The mayor of Ciudad Juárez, meanwhile, has threatened to sue a neighboring governor for shipping migrants to his town. It has become a game of political hot potato, with desperate Central Americans who are fleeing poverty and violence caught in the middle.
Elsewhere along the border, shelter officials say they manage lists of asylum applicants by name, nationality, age and documentation to assist Mexican officials who are complying with American border patrol mandates.
The Mexican government is resisting Mr. Trump in some ways, the official in Mr. López Obrador’s government insisted. Even acquiescing to the Trump administration on the Migrant Protection Protocols was done strategically, according to the official and two others briefed on the plan.

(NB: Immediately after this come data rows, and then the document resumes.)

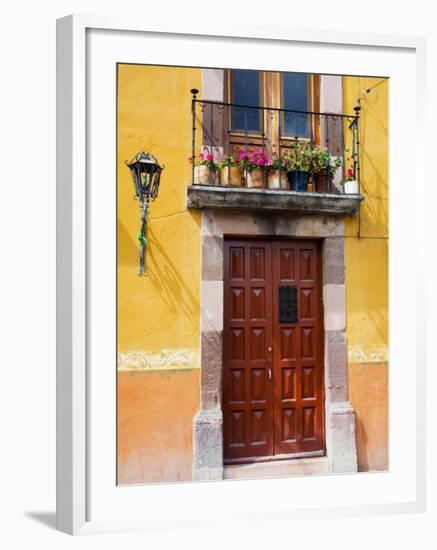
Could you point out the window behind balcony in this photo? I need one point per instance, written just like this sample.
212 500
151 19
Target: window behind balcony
246 90
296 97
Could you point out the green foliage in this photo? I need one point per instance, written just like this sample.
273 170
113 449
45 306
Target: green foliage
299 157
323 162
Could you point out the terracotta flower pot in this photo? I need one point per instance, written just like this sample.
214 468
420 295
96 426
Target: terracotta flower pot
255 178
322 183
351 187
298 180
230 176
203 175
276 181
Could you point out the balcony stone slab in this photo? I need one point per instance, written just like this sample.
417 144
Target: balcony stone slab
272 200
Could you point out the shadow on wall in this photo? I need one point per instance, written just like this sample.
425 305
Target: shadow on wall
162 272
168 283
126 247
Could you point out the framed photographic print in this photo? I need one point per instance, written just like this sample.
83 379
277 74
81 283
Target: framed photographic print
239 305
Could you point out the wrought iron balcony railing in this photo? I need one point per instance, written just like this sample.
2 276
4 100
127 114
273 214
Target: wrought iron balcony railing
324 145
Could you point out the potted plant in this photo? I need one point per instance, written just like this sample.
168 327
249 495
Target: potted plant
230 173
277 174
349 183
299 165
205 169
253 165
324 167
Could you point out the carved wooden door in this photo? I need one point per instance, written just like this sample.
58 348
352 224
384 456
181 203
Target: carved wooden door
273 350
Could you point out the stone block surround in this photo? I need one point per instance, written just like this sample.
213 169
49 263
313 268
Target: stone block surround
339 414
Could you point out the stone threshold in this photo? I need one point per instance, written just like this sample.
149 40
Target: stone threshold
278 468
272 200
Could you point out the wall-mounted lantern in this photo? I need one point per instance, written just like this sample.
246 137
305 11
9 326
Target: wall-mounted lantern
146 175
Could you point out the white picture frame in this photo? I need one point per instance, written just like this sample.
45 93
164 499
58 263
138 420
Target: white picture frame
75 398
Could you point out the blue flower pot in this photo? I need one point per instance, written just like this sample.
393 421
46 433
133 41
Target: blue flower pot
298 180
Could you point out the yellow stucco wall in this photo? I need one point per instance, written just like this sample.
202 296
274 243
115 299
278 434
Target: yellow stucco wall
158 314
367 276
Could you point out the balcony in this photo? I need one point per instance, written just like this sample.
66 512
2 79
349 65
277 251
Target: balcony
274 160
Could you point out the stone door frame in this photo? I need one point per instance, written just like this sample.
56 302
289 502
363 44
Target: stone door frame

By allowing the program to start in San Diego and Tijuana, the Mexican officials argued, legal challenges to it in the United States go to the federal courts in the Northern District of California, which are generally seen as liberal. This matters at a time when many Americans are focused on how to beat Mr. Trump in the 2020 elections, in particular by leveraging the Mexican-American vote.
But many activists are far from confident that a legal challenge will put an end to the program.
“I think it’s an incredibly risky move,” said Stephanie Leutert, the director of the Mexico Security Initiative at the University of Texas at Austin. “I don’t think you should put your country’s foreign and migratory policy in the hands of a civil society organization in another country.”